Gentry Collins, executive director for the Iowa Republican Party, said the law has made it much more difficult to raise hard money as opposed to soft money.
“Not that our hands have been tied and the Democrats’ haven’t, but it certainly hampers our ability to campaign directly,” Collins said.
He also said the law will make it illegal for a candidate running in a federal election to help another candidate running in a state election.
Collins gave the example of a federal candidate being barred from speaking at a gathering put on by a state election candidate, even if it had nothing to do with the federal election.
“Frankly it’s a little ridiculous,” Collins said.
The law also restricts advertising, or “electioneering communications” from corporations and labor unions 30 days before a primary election and 60 days before a general election. The American Civil Liberties Union called the provision unconstitutional because it restricted the free speech of the corporations, labor unions and nonprofit organizations.
Cara Harris, president of the Iowa State chapter of the ACLU, said it would basically make it a crime to comment on anything that might affect the federal election.
“[The ACLU’s] biggest beef would be not being able to discuss the Bush campaign and the Patriot Act and such,” said Harris, a junior in liberal studies.

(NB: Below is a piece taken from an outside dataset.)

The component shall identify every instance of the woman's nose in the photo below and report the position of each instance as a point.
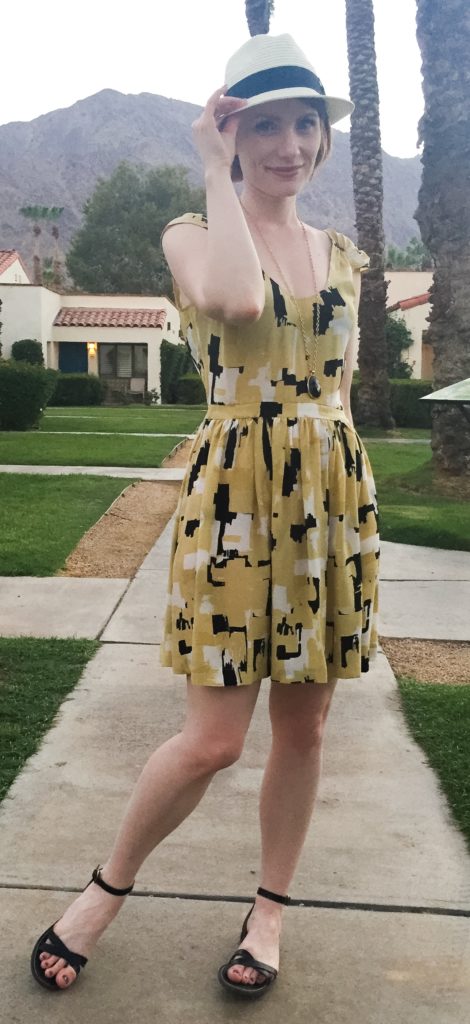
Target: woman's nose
(289, 143)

Collins said the law clearly infringes on the First Amendment.
“The participation in the political process is one of the most fundamental rights and the court ought to protect that,” Collins said.
Lowry said he doesn’t worry so much about the possible violation of the right of speech, but more about the vagueness of the law. He said it does not draw a line on what is considered to be “electioneering communications.”

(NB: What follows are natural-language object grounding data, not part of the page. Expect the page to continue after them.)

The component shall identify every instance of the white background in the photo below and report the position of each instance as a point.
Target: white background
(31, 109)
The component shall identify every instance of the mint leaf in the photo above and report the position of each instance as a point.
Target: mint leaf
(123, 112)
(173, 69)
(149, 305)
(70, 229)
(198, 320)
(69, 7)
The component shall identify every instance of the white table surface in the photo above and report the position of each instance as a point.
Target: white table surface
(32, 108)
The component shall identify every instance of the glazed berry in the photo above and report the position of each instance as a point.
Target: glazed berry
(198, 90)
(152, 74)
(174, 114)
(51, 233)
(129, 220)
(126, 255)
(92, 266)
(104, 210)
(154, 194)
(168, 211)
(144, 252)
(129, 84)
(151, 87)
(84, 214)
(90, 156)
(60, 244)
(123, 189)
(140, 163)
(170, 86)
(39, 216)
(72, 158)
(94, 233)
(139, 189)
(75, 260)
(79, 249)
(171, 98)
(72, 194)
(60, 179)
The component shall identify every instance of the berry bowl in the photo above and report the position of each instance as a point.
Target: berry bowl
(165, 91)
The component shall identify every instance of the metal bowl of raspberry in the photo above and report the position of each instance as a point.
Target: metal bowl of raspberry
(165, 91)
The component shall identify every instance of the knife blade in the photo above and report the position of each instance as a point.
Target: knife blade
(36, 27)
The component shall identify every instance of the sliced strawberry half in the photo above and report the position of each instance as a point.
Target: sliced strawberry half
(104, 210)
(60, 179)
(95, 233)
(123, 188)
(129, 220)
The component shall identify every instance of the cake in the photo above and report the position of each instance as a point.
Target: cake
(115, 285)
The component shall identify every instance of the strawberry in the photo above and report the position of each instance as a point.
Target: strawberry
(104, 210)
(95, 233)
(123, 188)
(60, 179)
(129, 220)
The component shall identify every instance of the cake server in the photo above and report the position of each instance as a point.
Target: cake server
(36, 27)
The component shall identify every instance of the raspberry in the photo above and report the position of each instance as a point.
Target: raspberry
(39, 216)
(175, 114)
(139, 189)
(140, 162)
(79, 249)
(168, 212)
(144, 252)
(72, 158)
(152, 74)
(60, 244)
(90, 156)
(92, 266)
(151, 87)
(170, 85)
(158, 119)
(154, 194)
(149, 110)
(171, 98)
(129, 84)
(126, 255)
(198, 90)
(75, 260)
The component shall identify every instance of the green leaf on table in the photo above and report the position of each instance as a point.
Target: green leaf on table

According to the New York Times, the vote may be in the hands of Justice Sandra Day O’Connor after Chief Justice William Rehnquist called his 1990 decision supporting Michigan’s restrictions on campaign spending “dubious.”
Lowry said the lineup in the Supreme Court is a little different than normal with Rehnquist falling in the middle of the issue and Justice Anthony Kennedy pushing toward the side of free speech. He said the decision may still come down to O’Connor in the end.
O’Connor looks very closely at the facts and does not announce a principle at the beginning as the other justices do, Lowry said.
“She seems to just be fact-oriented,” he said. “She see things in gray and not just black and white.”
Lowry said he is betting the decision will come out before the holiday season, but he did not have a guess on the outcome.